En cambio, el estrecho de Magallanes tiene un calado mínimo de 21 metros y, tan importante como eso, si en él se hace trasbordo de carga, el trayecto más largo, el transpacífico, se puede hacer en naves de mucho mayor calado y tonelaje. Un sistema de tránsito/trasbordo ofrecería “economías de escala” toda la cadena de comercio.
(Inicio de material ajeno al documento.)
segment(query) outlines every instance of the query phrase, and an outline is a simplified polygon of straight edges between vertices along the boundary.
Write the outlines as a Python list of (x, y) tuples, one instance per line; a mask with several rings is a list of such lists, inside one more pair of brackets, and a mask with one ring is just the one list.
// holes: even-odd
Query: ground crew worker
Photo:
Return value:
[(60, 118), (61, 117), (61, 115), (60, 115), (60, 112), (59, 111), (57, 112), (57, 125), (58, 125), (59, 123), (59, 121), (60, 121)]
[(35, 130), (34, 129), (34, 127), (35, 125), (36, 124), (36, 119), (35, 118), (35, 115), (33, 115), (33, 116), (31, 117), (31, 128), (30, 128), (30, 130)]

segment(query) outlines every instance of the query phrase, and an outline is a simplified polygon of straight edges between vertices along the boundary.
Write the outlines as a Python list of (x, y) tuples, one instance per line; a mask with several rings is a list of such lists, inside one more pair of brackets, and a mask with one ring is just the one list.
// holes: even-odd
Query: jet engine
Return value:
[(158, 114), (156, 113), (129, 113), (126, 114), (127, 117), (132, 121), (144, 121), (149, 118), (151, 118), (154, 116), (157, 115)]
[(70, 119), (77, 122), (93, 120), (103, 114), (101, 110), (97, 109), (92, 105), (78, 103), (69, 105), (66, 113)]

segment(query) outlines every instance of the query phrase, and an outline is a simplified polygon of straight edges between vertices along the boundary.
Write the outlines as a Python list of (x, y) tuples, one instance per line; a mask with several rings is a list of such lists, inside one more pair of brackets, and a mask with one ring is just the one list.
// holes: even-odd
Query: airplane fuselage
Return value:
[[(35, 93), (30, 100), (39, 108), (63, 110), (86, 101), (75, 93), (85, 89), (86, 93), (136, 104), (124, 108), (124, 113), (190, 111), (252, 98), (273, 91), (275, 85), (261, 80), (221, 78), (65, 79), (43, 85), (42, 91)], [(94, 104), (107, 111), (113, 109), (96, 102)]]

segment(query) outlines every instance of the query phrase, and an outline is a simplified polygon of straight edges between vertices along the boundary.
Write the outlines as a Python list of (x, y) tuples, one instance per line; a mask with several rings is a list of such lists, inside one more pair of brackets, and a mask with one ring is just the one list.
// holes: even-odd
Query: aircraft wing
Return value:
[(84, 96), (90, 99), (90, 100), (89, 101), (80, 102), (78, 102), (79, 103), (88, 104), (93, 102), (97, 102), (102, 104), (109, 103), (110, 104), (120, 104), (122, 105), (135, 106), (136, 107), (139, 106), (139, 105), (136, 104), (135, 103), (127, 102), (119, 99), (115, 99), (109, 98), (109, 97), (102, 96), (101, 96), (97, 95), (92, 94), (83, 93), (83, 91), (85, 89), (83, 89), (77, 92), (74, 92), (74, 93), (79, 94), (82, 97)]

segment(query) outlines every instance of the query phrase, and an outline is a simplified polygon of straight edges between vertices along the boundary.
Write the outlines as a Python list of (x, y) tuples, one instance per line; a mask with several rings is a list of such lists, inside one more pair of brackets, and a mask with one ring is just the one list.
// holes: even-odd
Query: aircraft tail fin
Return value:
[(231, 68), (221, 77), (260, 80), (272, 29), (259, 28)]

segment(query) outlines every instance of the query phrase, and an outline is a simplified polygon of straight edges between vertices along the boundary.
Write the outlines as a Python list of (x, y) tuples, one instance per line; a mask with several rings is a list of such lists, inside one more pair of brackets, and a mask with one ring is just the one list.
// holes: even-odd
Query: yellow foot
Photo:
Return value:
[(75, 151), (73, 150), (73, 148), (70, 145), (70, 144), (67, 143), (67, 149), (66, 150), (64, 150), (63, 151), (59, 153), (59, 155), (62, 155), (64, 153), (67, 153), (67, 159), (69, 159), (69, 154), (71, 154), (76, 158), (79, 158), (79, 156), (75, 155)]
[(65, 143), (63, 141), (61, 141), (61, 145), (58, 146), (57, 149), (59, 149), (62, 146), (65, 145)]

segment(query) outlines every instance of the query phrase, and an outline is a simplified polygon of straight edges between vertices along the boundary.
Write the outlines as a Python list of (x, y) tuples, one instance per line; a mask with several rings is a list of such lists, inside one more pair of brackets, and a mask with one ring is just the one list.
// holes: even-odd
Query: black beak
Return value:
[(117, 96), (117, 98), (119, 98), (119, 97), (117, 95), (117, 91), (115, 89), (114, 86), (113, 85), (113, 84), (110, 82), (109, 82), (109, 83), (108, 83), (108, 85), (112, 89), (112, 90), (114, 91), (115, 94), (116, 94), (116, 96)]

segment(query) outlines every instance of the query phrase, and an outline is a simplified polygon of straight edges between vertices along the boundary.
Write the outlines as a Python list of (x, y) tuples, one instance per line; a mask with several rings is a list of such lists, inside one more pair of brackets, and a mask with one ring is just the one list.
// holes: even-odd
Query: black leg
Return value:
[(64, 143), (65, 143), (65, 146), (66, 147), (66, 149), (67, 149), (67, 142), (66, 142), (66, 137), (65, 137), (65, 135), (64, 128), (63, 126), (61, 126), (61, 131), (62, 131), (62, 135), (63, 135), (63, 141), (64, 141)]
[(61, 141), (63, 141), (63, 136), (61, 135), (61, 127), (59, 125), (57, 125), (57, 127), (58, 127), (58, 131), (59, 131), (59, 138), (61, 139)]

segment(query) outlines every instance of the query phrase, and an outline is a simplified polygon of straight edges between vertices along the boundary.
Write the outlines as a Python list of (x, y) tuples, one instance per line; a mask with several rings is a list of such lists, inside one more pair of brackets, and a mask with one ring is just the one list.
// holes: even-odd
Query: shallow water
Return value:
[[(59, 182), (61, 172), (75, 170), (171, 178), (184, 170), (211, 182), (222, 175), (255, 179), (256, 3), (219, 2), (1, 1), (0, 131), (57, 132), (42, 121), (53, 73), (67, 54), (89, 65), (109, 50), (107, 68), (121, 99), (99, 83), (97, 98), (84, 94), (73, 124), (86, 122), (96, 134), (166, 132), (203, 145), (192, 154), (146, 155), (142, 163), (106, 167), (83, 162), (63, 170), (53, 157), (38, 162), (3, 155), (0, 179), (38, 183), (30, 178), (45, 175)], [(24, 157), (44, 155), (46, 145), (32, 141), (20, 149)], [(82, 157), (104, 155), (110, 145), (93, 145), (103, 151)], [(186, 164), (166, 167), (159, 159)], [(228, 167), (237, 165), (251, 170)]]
Antes que esto ocurra, junto con el comercio marítimo brasilero, el comercio exterior argentino se ha convertido en uno de los principales usuarios del estrecho de Magallanes. Diariamente por él transitan naves de mediano tonelaje que, preferentemente, provienen o se dirigen a los puertos de La Plata, Rosario y San Lorenzo (en el Río Paraná). En el caso del uso que Brasil hace del estrecho, este consiste en mercancías agrícolas, automóviles y maquinarias transportadas en naves tipo Handymax, y destinadas o a la costa occidental de América del Sur, Méjico y California, o a los mercados de Nueva Zelanda y Australia. Eso, además de grandes volúmenes de petróleo enviados en naves de incluso más de 350 metros de eslora y 15 metros de calado.

Se trata de un fenómeno en expansión que, en el caso de Argentina, también explica la pretensión de dicho país de “coadministrar el estrecho de Magallanes”.

Pretensiones argentinas

No obstante que en 2021 el gobierno anterior “representó” a su par argentino que ni jurídica, ni políticamente la “administración conjunta del estrecho” es posible (entre otras muchas cosas, habría que rearticular lo prescrito en los Tratados de Límites de 1881 y 1984), de todas formas la “Directiva Nacional de Argentina 2021” lo sigue postulando en la página web de su Ministerio de Defensa.

No solo eso, en reuniones y seminarios diversos, organismos privados y estatales argentinos continúan “desarrollando la idea”. En esa faena utilizan “el precedente” generado por la prohibición dictada por la Cancillería chilena para que a una nave británica se negara el acceso a los servicios de Asmar Magallanes (coadministración de facto). Esa concesión ha tenido un efecto negativo para el interés nacional, sin que hasta ahora la opinión pública cuente con una explicación responsable (los tratados vigentes prescriben la neutralidad del estrecho, y dictan su condición de estrecho abierto a la libre navegación de todas las banderas).

Desde una perspectiva geopolítica, la pretensión argentina sobre el estrecho de Magallanes debe entenderse vinculada a, primero, su reclamo por la soberanía sobre las Islas Falkland/Malvinas y, segundo, a su reclamo de plataforma continental extendida más allá de las 200 millas, que incluye miles de kms2 de fondo marino chileno.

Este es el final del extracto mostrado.